Advanced Special Topics in Physics VIII

Academic unit or major
Graduate major in Physics
Instructor(s)
Masayuki Ohzeki
Class Format
Lecture
Media-enhanced courses
-
Day of week/Period
(Classrooms)
Intensive
Class
-
Course Code
PHY.P658
Number of credits
100
Course offered
2020
Offered quarter
4Q
Syllabus updated
Jul 10, 2025
Language
English

Syllabus

Course overview and goals

Recently, learning machine learning attracts attention. It is fun to try.
After acquiring a doctoral degree (physics) with statistical mechanics as the pillar, after studying it by changing its interest to the information science system, this is quite interesting.
Besides, data science including machine learning is compatible with the exact road of physics that faces experimental data.
I think that it will be good as a basic subject of undergraduate course.
You can not miss not only getting as a tool but also having fun to understand.
When a large number of degrees of freedom gather, it becomes an object of analysis with statistical mechanics as a clue,
You can bring a cut by physics into the information science methodology.
Perhaps quantum mechanics, perhaps that way, may develop further.
I'm planning a lecture that will inspire me to think about it.

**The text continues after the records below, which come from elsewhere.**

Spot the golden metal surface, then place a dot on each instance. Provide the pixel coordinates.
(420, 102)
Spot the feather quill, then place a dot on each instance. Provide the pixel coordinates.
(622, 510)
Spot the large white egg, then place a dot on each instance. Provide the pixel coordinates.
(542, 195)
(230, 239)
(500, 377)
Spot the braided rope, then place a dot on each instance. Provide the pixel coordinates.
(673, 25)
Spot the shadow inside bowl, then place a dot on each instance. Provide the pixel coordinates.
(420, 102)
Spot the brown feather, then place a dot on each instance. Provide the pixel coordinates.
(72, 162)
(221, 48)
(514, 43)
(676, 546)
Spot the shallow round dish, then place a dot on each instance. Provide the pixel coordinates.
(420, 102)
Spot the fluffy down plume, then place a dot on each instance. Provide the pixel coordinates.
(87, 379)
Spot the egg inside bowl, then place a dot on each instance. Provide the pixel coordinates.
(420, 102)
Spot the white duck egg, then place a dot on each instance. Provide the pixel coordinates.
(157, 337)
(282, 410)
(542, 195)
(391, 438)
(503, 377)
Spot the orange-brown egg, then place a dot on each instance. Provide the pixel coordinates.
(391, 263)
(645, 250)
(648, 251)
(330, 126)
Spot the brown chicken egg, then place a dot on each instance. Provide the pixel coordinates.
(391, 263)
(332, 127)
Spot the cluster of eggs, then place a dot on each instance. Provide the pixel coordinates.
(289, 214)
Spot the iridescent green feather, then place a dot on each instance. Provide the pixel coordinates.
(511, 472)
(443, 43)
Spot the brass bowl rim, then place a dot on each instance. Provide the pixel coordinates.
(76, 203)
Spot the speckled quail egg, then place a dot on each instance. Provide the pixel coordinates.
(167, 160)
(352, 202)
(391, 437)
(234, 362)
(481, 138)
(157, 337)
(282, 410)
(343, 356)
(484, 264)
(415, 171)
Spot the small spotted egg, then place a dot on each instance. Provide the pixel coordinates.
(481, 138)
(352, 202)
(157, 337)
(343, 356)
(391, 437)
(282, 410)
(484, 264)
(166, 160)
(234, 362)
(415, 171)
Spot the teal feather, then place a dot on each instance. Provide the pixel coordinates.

Course description and aims

To understand and to become familiar with machine leanring from the perspective of statistical mechanics.

Keywords

machine learning, statistical mechanics

Competencies

  • Specialist skills
  • Intercultural skills
  • Communication skills
  • Critical thinking skills
  • Practical and/or problem-solving skills

Class flow

Mainly in the format of lectures.

Course schedule/Objectives

Course schedule Objectives
Class 1 Beyond least-squares Beyond least-squares
Class 2 Approximation of functions and machine learing Approximation of functions and machine learing
Class 3 Implementation of neural net using Python and Chainer Implementation of neural net using Python and Chainer
Class 4 Deep learing and kernel method Deep learing and kernel method
Class 5 Sparse modeling Sparse modeling
Class 6 Statististical mechanics of information and spin glass theory Statististical mechanics of information and spin glass theory
Class 7 Physics and machine learing Physics and machine learing

Study advice (preparation and review)

Textbook(s)

one

Reference books, course materials, etc.

Distributed as appropriate.

Evaluation methods and criteria

Mainly by homework

Related courses

  • PHY.S301 : Statistical Mechanics
  • PHY.S312 : Statistical Mechanics II
  • PHY.S440 : Statistical Mechanics III

Prerequisites

Understanding of the basics of statistical mechanics.